Trump didn’t have to do any of this,” said Curt Mills, the executive director of American Conservative magazine. “The president has chosen to humiliate many of his earliest and most ardent supporters and make his 2024 argument that he headed ‘the pro-peace ticket’ a bad joke.”
The United States’ record of military intervention over the past two decades has been uneven at best. Campaigns in Afghanistan, Iraq and Libya were initially framed as decisive shows of American power, but each ultimately unraveled into prolonged instability at a cost of thousands of lives and trillions of dollars. Those conflicts also deepened public skepticism about open-ended foreign wars.
Still, some allies who share ideological reservations are urging unity now that the strikes are underway.
“Once our troops are in the field fighting, the time to debate the need for war is over,” said Steve Cortes, a former Trump adviser. “Every American should pray for their safety and cheer on their successes in battle.”
While more traditional conservative figures on the Hill, like House Speaker Mike Johnson, are voicing support for the president’s actions, other more nationalist-populist leaders who have come to prominence in the age of Trump are more sharply critical.
Former Rep. Marjorie Taylor-Greene, in a post on X, derided the strikes as “America Last,” and said that it “feels like the worst betrayal this time because it comes from the very man and the admin who we all believed was different and said no more.”
“Now, America is going to be force fed and gas lighted all the ‘noble’ reasons the American ‘Peace’ President and Pro-Peace administration had to go to war once again this year, after being in power for only a year,” Taylor-Greene wrote. “Head-spinning, but maga.”

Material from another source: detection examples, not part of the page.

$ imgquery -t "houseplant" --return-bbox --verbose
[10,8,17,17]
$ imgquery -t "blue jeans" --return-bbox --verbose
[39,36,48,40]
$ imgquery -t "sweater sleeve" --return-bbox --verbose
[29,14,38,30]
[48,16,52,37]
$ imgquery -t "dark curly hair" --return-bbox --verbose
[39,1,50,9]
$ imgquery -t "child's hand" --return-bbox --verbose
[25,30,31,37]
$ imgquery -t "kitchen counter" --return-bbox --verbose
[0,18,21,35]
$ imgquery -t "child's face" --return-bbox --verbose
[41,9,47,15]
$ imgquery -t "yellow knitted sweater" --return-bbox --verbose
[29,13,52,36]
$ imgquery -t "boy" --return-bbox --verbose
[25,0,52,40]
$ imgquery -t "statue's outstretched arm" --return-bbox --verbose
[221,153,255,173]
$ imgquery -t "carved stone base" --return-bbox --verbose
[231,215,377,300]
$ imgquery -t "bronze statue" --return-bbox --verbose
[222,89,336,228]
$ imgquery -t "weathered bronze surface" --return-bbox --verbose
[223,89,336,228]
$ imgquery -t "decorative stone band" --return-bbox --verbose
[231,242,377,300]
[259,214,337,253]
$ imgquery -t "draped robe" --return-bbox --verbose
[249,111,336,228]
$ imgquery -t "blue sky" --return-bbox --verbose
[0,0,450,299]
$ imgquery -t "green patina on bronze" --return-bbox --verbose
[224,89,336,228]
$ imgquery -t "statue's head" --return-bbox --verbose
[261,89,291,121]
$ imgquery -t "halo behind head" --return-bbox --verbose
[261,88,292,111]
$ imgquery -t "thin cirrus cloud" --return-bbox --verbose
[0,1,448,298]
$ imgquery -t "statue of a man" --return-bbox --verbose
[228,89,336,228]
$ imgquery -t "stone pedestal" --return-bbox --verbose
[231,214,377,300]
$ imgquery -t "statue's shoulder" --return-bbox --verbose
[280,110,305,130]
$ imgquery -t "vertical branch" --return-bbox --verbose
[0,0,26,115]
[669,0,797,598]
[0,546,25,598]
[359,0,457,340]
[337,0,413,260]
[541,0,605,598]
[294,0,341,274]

Rep. Thomas Massie (R-Ky.), who as of late has found more friends on the left than the right, said that he would work with Rep. Ro Khanna (D-Ca.) to force a congressional vote on war with Iran, an unusual cross-party alignment that underscores the unease on both ends of the ideological spectrum.
“I am opposed to this War,” Massie said on X. “This is not ‘America First.’”
Still, early defenses of the Iran strike from other Trump allies usually wary of foreign entanglements shows how the administration and other Republicans are likely to try to sell the military action to the American people. They note that the president has emphasized the limited American footprint on the ground compared with past wars and insisted this is not an open-ended conflict driven by ideology.
“I think the president will have broad support for this. This isn’t an open-ended conflict for ideological reasons. The president is targeting key Iranian capabilities that threaten U.S. interests. I think most members of the America First movement will support this strategy,” said Alex Gray, who served as National Security Council chief of staff and deputy assistant to the president during the first Trump administration. “There is always unpredictability in these things, but I think the president is setting expectations appropriately.”
Another person close to the White House, granted anonymity to share their candid assessment, added that the “president hates war. He obviously believes it’s something that has to be done for lasting peace.”
At the same time, Trump’s political operation is also moving swiftly to tamp down dissent. Chris LaCivita, one of the president’s top campaign hands, swiftly fired back at Massie’s criticism.
"Thomas Massie is a self loathing dope that will find work soon as the newest cast member on 'The View,’” LaCivita told POLITICO.
And some of the president’s supporters see the strikes not as a departure from his foreign policy but as an extension of it. The Iran strikes come a little less than two months after the U.S. conducted a military operation to oust Venezuelan dictator Nicolás Maduro and comes as Trump teases a “friendly takeover” of Cuba.
“If we take out Maduro, then the Mullahs, then Cuba — will be absolutely cathartic and the greatest foreign policy sequence in modern American history,” said one White House ally, also granted anonymity to speak frankly. “Talk about a legacy of strength, deterrence, and moral clarity.”
Diana Nerozzi contributed to this report.